A mother father and two young boys smile at the camera. In September of 2015, a young promising baseball player and his mom and dad sat under the giant Louisville Slugger hanging on the wall of the St. Louis Children’s Hospital Joe Buck Imaging Center trying to absorb devastating news. A brain tumor—not a small fracture in his back, a virus or an inner ear infection as once thought—was causing Gabe, who was 15 at the time, to suddenly have trouble keeping his balance.

Gabe was the fastest runner on his team. “When he started having trouble hopping and running, we really became concerned,” says his dad Jeff.

A confirmed diagnosis, seen clearly in an image of Gabe’s brain, launched the Scalise family’s long, hard-fought battle—filled with brain surgery, MRIs, radiation, setbacks and challenges.
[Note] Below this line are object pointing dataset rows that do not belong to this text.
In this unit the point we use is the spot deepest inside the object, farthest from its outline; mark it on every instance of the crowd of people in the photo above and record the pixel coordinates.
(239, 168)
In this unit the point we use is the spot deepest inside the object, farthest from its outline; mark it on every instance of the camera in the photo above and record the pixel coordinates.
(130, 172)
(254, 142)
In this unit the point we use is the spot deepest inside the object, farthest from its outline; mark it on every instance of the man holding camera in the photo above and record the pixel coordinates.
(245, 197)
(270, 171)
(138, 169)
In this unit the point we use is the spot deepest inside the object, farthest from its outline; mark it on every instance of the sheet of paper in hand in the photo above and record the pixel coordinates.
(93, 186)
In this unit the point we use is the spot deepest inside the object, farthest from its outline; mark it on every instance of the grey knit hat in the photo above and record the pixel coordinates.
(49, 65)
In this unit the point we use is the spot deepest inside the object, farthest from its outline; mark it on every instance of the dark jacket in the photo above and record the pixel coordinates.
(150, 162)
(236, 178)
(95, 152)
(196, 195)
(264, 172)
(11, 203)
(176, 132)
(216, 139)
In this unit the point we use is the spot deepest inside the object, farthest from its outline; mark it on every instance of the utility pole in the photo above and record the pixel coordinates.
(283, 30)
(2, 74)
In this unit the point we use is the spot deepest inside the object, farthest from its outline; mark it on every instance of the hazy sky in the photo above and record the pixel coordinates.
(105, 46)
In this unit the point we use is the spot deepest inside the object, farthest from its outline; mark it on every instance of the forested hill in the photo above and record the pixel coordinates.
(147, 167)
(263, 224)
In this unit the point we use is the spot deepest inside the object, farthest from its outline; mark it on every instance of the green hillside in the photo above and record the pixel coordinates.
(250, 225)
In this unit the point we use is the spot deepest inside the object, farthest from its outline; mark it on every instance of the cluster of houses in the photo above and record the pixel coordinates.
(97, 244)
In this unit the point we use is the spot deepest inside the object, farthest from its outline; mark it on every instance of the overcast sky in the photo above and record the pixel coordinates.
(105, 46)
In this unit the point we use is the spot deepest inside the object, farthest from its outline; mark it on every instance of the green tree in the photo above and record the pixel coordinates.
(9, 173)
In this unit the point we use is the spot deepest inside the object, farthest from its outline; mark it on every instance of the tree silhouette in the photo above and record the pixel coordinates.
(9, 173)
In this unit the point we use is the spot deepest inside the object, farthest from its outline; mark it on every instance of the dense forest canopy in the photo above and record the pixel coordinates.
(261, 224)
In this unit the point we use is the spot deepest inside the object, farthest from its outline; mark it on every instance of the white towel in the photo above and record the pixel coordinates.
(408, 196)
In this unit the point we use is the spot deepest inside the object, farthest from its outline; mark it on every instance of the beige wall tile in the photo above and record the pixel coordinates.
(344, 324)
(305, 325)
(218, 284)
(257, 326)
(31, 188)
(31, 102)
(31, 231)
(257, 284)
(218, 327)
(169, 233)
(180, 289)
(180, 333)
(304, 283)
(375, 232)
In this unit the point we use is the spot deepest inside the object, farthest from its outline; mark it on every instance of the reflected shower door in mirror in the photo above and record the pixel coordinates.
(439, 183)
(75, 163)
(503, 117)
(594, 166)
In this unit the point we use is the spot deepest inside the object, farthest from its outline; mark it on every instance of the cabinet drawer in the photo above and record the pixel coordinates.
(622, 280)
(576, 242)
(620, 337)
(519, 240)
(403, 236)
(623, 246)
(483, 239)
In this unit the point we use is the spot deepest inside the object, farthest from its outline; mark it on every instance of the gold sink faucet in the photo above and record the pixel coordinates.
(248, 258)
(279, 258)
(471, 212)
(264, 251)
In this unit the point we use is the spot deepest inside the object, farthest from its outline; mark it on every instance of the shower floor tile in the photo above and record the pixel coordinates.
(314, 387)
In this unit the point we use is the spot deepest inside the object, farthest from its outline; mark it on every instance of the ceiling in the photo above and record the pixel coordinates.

But, despite struggling through weeks of dizziness and nausea, a year of weakness and double vision that was finally repaired with corrective surgery last September, Gabe and his family stayed positive and celebrated reaching every therapeutic milestone. Even when they heard that the small amount of tumor left in Gabe’s brain had grown slightly and needed to be treated with proton beam radiation, they met the news with optimism.

“St. Louis is one of only 12 places in the United States that has this technology, and it is right here in our backyard. Gabe is going to be just fine,” Jeff posted on Gabe’s CaringBridge page.

In fact, as is the case with Gabe, improvements in childhood brain tumor survival rates have led to an increasing emphasis on quality of life after treatment. And cognitive deficits are the single greatest detractor from that quality of life.

For years now, doctors have monitored and measured the cognitive damage that occurs in the brains of children after tumor treatment. Sometimes that damage is minimal. Sometimes it’s devastating.

For Gabe, it’s somewhere in between. According to Jeff, while Gabe is making good grades, he struggles with short-term memory and retention issues he’d never before experienced. Plus, lingering double vision keeps him sidelined from baseball.

Earlier this year, the Children’s Discovery Institute (CDI), a research partnership between St. Louis Children’s Hospital and Washington University School of Medicine, funded research to identify the biomarkers of cognitive deficits in brain tumor survivors. This study aims to develop the necessary tools to enhance cognitive recovery.

The co-principal investigators of this research are Children’s Hospital neuro-oncologist Joshua Rubin, MD, PhD, pediatrics, and Brad Schlaggar, MD, PhD, neurologist-in-chief at St. Louis
Children’s Hospital. Together, they are calling on the expertise from the Washington University
School of Medicine’s departments of neurosurgery, neuroradiology, radiation oncology and biomedical engineering.

“That is what it takes to do the computational work necessary to make predictions about individual patients,” says Dr. Schlaggar. “It’s a highly aspirational study, but that’s the beauty of the CDI and its willingness to take risks on new and possibly game-changing ideas. With the imaging and computational capabilities available here, we are uniquely positioned to assess how the treatment of tumors and the tumors themselves contribute to cognitive deficits.”

The researchers will gather neuro-images of the approximately 52 brain tumor patients diagnosed or referred to Children’s Hospital for confirmation of their diagnosis per year. By delving deeply into the data generated from the images, they hope to be able to make more accurate predictions regarding who will be at risk for developing learning or communication problems.

“It’s all about personalized medicine and being able to say to a patient ‘this is exactly where you stand in the continuum of risk for a poor outcome, and this is how we are going to change that trajectory,’ ” Dr. Schlaggar says.

Gabe and his family hope these CDI investigators hit it out of the park.